After a snowfall, I usually take along a second car key to warm the car up while I cleared the snow off the outside, not an easy task sometimes, especially when it is frozen solid. Why the second key? Insurance–in case the car door locked shut somehow, I would not be locked out if the main key bunch with the car and house keys stayed secure in my heavy, winter jacket.

Before the day broke the first morning after the polar vortex arrived in the night, there I was, standing in the dark, in ankle-deep snow, with wind-chills at -35oC/-31oF, trying to swipe enough snow off the car, now recognizable only as a huge mound of snow. It took me the better part of half an hour before I could get inside the by now warm car and go on my errand.

As I drove back home fifteen minutes later, I was pretty pleased at having navigated the snow on the road, and I was looking forward to getting back inside my warm home and having a hot cup of coffee. But I was in for a nasty shock. When I got out of the car and felt my thick, down jacket for the main set of keys, I could not find them. Thinking that the cold had disoriented me (it actually had), I searched all the pockets of the jacket to no avail. I then searched the floor of the car, under the seat, in the drink holders. But the keys were nowhere to be found.

In the dark, I looked with misgiving at the mounds of snow surrounding the car. It was clear it would be next to impossible to find the keys there. Nonetheless, I gamely took out the foot-long snow-cleaning device and poked around in the snow, only to be quickly chilled to the bone. I realized that the odds of finding the keys in the snow in the dark were greater than finding a needle in a haystack. The windows of the landlord’s house were still dark. I decided to get back in the car and wait till the landlord’s household awoke before asking them for the duplicate set of house keys.

But, not one to give up easily, every ten minutes or so, once I warmed up a little, I would get out of the car, and poke around in the snow. With each attempt, my heart sank deeper. My prayers seemed pointless. The tantalizing thought of hot coffee and a warm home tormented me.  

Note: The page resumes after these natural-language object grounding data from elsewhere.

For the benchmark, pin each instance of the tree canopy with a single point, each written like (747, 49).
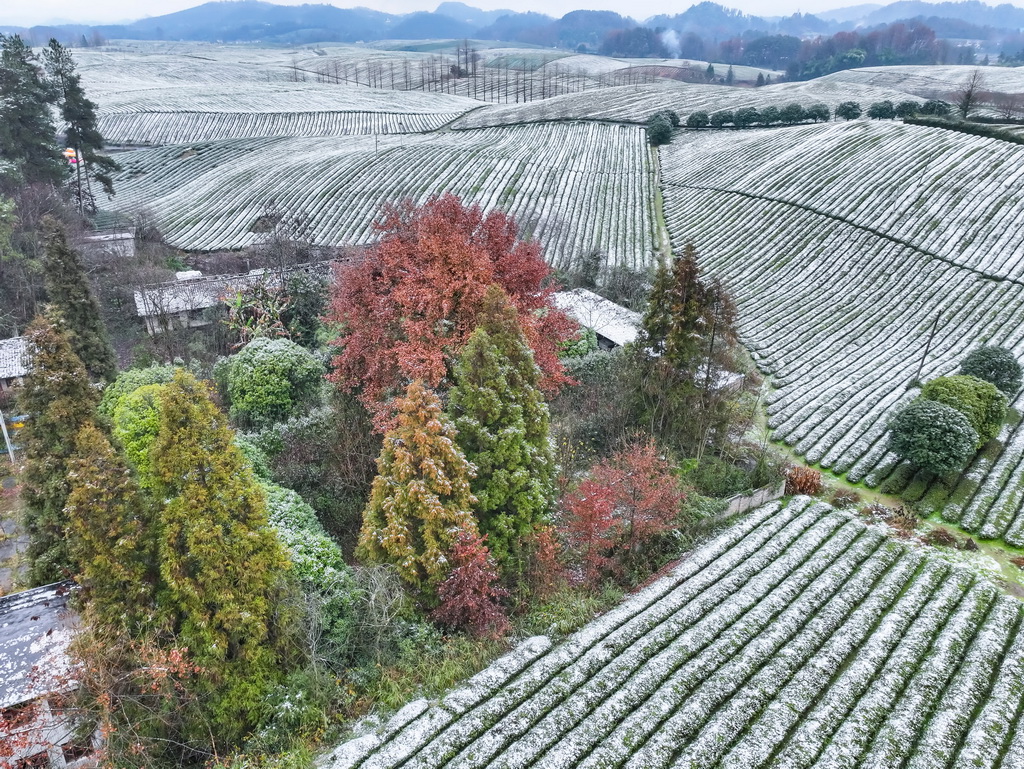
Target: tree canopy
(502, 424)
(59, 402)
(68, 289)
(980, 401)
(222, 570)
(995, 365)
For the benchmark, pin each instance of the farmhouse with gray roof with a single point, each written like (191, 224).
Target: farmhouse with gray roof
(13, 361)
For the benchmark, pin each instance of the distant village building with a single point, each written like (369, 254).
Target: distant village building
(614, 325)
(13, 362)
(36, 629)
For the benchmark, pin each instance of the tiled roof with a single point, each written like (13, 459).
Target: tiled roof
(13, 357)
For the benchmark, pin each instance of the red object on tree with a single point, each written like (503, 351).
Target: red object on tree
(409, 307)
(470, 596)
(630, 499)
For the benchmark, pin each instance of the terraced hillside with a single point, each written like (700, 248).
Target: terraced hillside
(930, 81)
(635, 103)
(574, 186)
(841, 259)
(798, 638)
(209, 112)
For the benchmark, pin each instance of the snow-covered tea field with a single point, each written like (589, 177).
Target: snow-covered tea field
(574, 186)
(204, 113)
(799, 638)
(843, 244)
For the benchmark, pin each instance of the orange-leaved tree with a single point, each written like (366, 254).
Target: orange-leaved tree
(409, 307)
(470, 597)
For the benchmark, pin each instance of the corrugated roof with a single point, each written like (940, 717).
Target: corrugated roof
(607, 318)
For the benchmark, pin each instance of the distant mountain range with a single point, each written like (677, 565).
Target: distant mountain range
(253, 20)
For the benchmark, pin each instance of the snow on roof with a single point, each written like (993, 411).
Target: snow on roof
(36, 628)
(13, 357)
(606, 318)
(795, 625)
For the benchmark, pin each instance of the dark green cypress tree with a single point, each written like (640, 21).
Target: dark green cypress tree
(223, 573)
(513, 478)
(677, 309)
(28, 138)
(59, 401)
(82, 135)
(672, 349)
(68, 289)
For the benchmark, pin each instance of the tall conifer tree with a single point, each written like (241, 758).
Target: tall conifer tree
(82, 134)
(222, 570)
(421, 498)
(59, 401)
(68, 288)
(112, 539)
(28, 137)
(502, 423)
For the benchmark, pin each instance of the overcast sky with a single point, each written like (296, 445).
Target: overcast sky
(27, 12)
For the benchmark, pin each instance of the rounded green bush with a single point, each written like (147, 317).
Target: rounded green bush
(136, 422)
(932, 436)
(326, 580)
(980, 401)
(995, 365)
(269, 379)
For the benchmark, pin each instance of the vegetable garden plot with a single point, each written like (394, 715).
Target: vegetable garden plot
(798, 638)
(169, 115)
(841, 260)
(573, 186)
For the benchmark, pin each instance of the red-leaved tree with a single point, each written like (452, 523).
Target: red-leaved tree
(470, 596)
(408, 308)
(613, 518)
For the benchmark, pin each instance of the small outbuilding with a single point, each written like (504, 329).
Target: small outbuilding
(614, 325)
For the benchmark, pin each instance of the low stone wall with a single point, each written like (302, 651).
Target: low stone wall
(742, 503)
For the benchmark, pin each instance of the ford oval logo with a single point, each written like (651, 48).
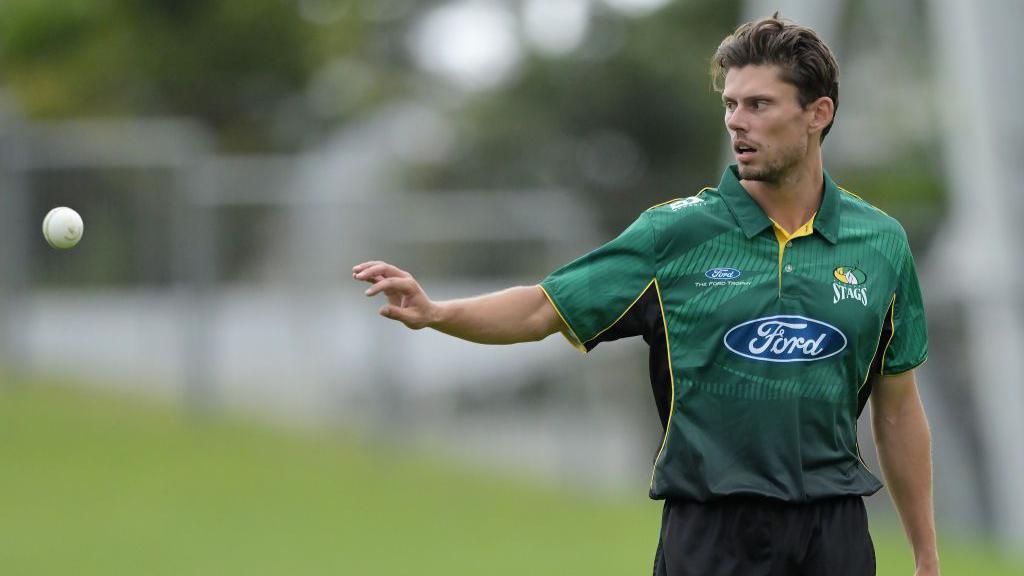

Suddenly, in the middle of my fourth or fifth attempt, I was startled by a loud beep from the car. I said to myself, “Now you have gone and done it. You have set the alarm off and have locked yourself out of the car, the only warm place in the cold.” Waking up the whole neighborhood with the car alarm and being unable to turn it off, was the last thing I wanted to happen. But when I looked to see how the alarm had been activated, I realized that I was too far away to touch the car. Puzzled, I gingerly tried the handle. The door was open! I had not locked myself out! And there were no beeps, other than the first.

I wondered how the car had beeped on its own. Then it dawned on me. I hastily jumped away from the spot where I was standing and started to feverishly dig the snow. It was just as I had thought. There, under a foot of snow that I had pushed off the top of the car, lay my missing key bunch. It was my weight, as I unknowingly stood over it, that had depressed the car locator function on the key, prompting the beep.

How did the keys get there? I do not know for certain, but my guess is that as I stretched forward to brush the snow off the top of the car, the keys had fallen out of the pocket that my numb fingers had not zipped securely.

The joy that comes with finding lost things is indescribable. Technology – and prayers – had won the day for me. I hurried home with a grateful heart for that hot cup of coffee.